Diana Gabaldon’s Outlander books have a huge following. The series of seven (as of 2011) novels focus on Claire Randall, who time travels from 1945 to 1743, and James “Jamie” MacKenzie Fraser, the Scottish outlaw who becomes her 18th-century husband.
Outlander, the first book, opens with Claire and her 20th-century husband, Frank Randall, visiting Inverness on a second honeymoon after the end of World War II. They had been apart for much of the war, when she was a British Army nurse and he worked for British intelligence.
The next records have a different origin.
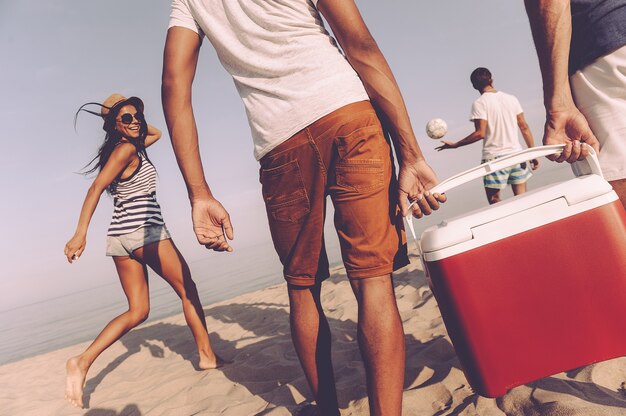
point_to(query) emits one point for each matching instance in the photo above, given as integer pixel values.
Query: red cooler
(536, 284)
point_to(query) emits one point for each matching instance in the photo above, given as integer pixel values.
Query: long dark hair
(112, 138)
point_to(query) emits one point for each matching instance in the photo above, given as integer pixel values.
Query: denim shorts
(344, 155)
(124, 245)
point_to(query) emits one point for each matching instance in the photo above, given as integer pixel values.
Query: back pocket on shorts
(284, 192)
(360, 165)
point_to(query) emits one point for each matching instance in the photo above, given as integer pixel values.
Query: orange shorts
(345, 155)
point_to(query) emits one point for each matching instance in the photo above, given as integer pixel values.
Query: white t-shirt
(500, 110)
(288, 70)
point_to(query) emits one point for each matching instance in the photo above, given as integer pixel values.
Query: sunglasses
(127, 118)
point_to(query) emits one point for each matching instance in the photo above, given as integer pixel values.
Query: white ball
(436, 128)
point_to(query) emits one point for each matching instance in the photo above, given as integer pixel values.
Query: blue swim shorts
(514, 175)
(124, 245)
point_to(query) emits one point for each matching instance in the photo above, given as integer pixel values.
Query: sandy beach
(151, 371)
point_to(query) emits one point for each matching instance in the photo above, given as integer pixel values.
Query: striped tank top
(135, 201)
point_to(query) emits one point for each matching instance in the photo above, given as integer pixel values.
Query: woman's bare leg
(165, 259)
(134, 281)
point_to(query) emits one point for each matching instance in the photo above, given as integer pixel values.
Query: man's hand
(534, 164)
(414, 182)
(569, 127)
(446, 145)
(211, 223)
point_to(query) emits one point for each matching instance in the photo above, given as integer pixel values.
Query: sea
(63, 321)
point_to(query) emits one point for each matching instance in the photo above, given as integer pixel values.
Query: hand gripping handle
(587, 166)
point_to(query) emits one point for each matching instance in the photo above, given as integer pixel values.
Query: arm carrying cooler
(534, 285)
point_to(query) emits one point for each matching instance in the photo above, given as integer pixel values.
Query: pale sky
(57, 55)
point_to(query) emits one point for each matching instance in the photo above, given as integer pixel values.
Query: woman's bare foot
(210, 361)
(75, 381)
One day when she is alone at the Craigh na Dun stone formation, Claire is unwittingly transported two centuries back. She is found by Frank’s evil British ancestor Captain “Black Jack” Randall and rescued by on-the-lam Scotsman Jamie Fraser, a member of the MacKenzie clan. Both the British and the Scots puzzle about where Claire came from, and she doesn’t expect anyone would believe her if she tells the truth. When the MacKenzies marry her off to Jamie for political reasons, she falls for the handsome young Scot, complicating her plan to get back to the 20th century and Frank.
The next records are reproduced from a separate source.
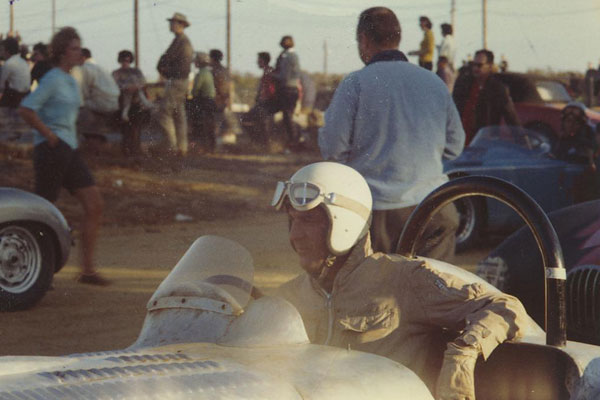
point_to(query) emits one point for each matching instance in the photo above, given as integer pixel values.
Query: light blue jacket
(393, 122)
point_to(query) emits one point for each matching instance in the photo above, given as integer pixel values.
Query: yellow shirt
(427, 47)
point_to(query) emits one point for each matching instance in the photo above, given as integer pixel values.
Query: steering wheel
(543, 232)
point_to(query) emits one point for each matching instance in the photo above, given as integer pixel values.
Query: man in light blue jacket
(394, 123)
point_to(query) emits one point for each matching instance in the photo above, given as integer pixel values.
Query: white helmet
(342, 191)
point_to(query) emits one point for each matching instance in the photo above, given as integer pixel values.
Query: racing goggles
(305, 196)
Many readers like the combination of romance, adventure, and history in the Outlander books, but others find them violent and meandering. Also objectionable is Outlander’s offensiveness to contemporary sensibilities: after a couple hundred pages of Jamie’s being portrayed as a hero, he beats Claire with a belt to teach her a lesson. She decides she deserves it, and they make up when he rapes her. To an 18th-century man, a wife was a possession over whom he had complete power, but Claire grew up in the 20th century. Once you lose sympathy for Jamie and Claire, you start to question other aspects of the story, like why Claire doesn’t seem to miss Frank much or have much trouble adjusting to 18th-century life.